For those who are not a hundred percent certain, hamstrings are a group of three muscles that originate from the hip and end at the back of the knee.
Since these groups of muscles are used in daily movements like walking, it is important that they are loose and open.
Here stretching will help the most. Yes, strengthening the hamstrings is important if you are an athletic person; but to avoid them from getting too tight, stretching will work the best.
1. Sit on the ground/ any hard surface
2. Extend one leg 90 degrees and the other leg will be folded in a way your foot touches your straight leg knee
3. Now you’re in position so start the stretch by leaning forward. Try to touch both your hands to your toes (of the straight leg). If you are not able to touch your toes, try to hold your leg at the ankle.
4. Make sure you don’t lift any part of your straight leg, especially at the knee.
5. Hold this stretch for at least 20-30 seconds.
6. Do the same with the other leg.
1. Lay on the floor or hard surface.
2. Keep one leg straight and the other should be in the air perpendicular to the floor.
3. Hold the back of the knee of the leg that is in the air, without bending the leg that’s on the floor.
4. This way you will feel a good stretch in the hamstrings of the leg that’s in the air.
5. You can use a towel/ resistance band to help you keep the leg in the air straight.
6. It is important to note that the leg in the air shouldn’t bend at the knee while stretching.
7. Hold the stretch for 20-30 seconds and move on to the next leg.
For this, you’ll need a chair.
1. Start by sitting at the edge of the chair.
2. Keep both your feet flat on the floor in front of you.
3. Straighten one leg using the heel, make sure your toes are pointing upwards(towards the ceiling).
4. The other leg will remain bent.
5. Bend your body forward from your hips and hold your leg.
6. Hold this count for 20-30 seconds.
7. Come back to normal position and repeat with the other leg.
For this stretch, you’ll need a table or a ledge of some sort whereby your leg can raise 90 degrees or more.
1. Start with standing in front of the table or ledge with both feet flat on the ground.
2. Raise one leg and place it on the table/ledge so that it is at 90 degrees or more (depending on the height).
3. Bend your body in from your hips.

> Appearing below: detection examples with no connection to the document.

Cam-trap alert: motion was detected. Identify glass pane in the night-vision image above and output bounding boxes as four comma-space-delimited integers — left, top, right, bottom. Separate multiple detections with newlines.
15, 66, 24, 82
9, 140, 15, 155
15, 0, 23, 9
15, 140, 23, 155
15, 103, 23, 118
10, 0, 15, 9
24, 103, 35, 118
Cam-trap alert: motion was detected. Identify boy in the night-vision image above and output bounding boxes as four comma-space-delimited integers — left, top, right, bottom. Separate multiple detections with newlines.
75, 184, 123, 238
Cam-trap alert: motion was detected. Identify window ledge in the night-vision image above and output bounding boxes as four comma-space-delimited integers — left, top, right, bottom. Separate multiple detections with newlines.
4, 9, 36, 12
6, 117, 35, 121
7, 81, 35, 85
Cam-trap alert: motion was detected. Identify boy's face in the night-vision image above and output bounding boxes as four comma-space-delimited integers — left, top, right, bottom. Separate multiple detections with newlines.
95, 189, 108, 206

Try to touch your toes with your hands.
4. Make sure that the knees of both your legs don’t bend.
5. The toes of the leg that is on the ground should point forward in order to feel the full stretch.
6. Hold this stretch for 20-30 seconds.
7. Repeat on other the leg.
Whenever you load your hamstrings, make sure you stretch them well in order to avoid tight hamstring muscles.